Diesem Urteil folgte auch der Verwaltungsgerichtshof im Erkenntnis vom 25.7.2013,
VwGH 2009/15/0143.

Auch hier wurde festgehalten, dass unter den hier vorliegenden Umständen festzustellen ist, dass die im Ausgangsverfahren in Rede stehende Tätigkeit der Lieferung von Strom unabhängig von dem Vorgang ist, mit dem der Betreiber der Photovoltaikanlage Strom für seinen Haushaltsbedarf aus dem Netz bezieht und dass deshalb das Verhältnis zwischen der Menge des erzeugten Stroms einerseits und der des verbrauchten Stroms andererseits für die Einstufung dieser Tätigkeit als wirtschaftliche Tätigkeit keine Rolle spielt.

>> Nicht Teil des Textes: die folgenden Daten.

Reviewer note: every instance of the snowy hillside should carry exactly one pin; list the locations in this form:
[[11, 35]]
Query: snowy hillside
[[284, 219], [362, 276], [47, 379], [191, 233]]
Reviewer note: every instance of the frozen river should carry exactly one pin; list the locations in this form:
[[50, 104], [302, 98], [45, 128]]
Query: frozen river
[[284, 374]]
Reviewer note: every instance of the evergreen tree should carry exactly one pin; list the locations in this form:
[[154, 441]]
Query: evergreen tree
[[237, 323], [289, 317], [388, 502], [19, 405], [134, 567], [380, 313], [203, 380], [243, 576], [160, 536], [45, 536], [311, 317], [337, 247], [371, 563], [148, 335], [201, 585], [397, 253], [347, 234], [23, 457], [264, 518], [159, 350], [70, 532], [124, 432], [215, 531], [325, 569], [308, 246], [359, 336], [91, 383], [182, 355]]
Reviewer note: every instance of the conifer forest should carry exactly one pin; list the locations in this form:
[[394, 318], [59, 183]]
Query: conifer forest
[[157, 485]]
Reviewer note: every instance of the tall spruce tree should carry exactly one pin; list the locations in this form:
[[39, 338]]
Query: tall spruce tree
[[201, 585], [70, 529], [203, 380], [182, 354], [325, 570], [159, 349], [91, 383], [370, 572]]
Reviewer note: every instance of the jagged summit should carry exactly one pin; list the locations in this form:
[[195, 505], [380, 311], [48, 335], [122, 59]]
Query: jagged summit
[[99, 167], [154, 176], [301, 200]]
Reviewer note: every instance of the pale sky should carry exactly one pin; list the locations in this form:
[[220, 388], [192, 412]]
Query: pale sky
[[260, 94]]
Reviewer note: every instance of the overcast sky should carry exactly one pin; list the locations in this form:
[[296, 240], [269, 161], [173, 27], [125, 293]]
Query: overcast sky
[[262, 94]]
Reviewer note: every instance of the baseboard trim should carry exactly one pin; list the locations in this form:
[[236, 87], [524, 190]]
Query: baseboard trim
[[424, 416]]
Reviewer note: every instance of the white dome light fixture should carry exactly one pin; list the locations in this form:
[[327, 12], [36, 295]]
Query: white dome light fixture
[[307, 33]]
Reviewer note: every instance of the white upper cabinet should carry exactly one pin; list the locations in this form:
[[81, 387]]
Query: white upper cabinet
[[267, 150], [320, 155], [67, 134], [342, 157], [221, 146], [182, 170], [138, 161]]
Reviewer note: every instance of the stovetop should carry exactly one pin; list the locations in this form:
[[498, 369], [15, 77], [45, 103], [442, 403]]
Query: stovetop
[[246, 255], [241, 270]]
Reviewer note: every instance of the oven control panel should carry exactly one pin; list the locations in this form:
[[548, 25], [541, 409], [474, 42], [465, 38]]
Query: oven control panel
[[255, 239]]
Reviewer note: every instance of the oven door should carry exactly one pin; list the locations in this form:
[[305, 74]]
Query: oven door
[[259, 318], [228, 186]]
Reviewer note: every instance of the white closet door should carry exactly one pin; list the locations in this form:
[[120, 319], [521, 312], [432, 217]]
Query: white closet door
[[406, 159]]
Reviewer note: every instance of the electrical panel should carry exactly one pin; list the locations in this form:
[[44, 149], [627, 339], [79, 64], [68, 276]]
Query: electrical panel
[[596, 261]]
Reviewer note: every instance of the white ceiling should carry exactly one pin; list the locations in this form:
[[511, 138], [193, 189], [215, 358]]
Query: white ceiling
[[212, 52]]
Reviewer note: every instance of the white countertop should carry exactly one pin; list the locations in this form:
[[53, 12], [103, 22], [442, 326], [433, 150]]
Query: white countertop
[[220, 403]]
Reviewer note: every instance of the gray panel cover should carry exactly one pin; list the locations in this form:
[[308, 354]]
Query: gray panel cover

Im gegenständlichen Fall liegt beim Betrieb der Anlage zur Erzeugung von Strom und Lieferung des Stroms eine unternehmiersche Tätigkeit vor.

Die vom Bf. geltend gemachte Vorsteuer für die Anschaffung, bzw. Erweiterung der bestehendenden Photovoltaikanlage, stand daher zu Recht zu.

Zu der Frage, ob ein land- und forstwirtschaftlicher Nebenbetrieb vorliegt wird ausgeführt, dass es sich im gegenständlichen Fall um einen "Volleinspeiser" handelt, somit die gesamte produzierte Strommenge mit Umsatzsteuer an die OeMAG verkauft wird.

Einerseits wird Strom produziert und verkauft; andererseits wird Strom eingekauft und verbraucht. Wie die Abrechnung vorgenommen wird, ist hier nicht von Bedeutung.

Der Betrieb einer Photovoltaikanlage bei Volleinspeisung begründet eine unternehmerische Tätigkeit gemäß § 2 UStG 1994. (VwGH 25.7.2013, 2013/15/0201 mVa EuGH 20.6.2013, C-219/12, Fuchs).

Revision:

Gem. Art. 133 Abs. 4 B-VG ist gegen ein Erkenntnis des Verwaltungsgerichtes die Revision zulässig, wenn sie von der Lösung einer Rechtsfrage abhängt, der grundsätzliche Bedeutung zukommt, insbesondere weil das Erkenntnis von der Rechtsprechung des Verwaltungsgerichtshofes abweicht, eine solche Rechtsprechung fehlt oder die zu lösende Rechtfrage in der bisherigen Rechtsprechung des Verwaltungsgerichtshofes nicht einheitlich beantwortet wird.

In diesem Zusammenhang wurde bereits klar judiziert, dass es sich gegenständlich um eine unternehmerische Tätigkeit handelt (vgl. UFS 28.5.2009, RV/0254-L/07; EuGH 20.6.2013, C-219/12; VwGH 25.7.2013, 2013/15/0201).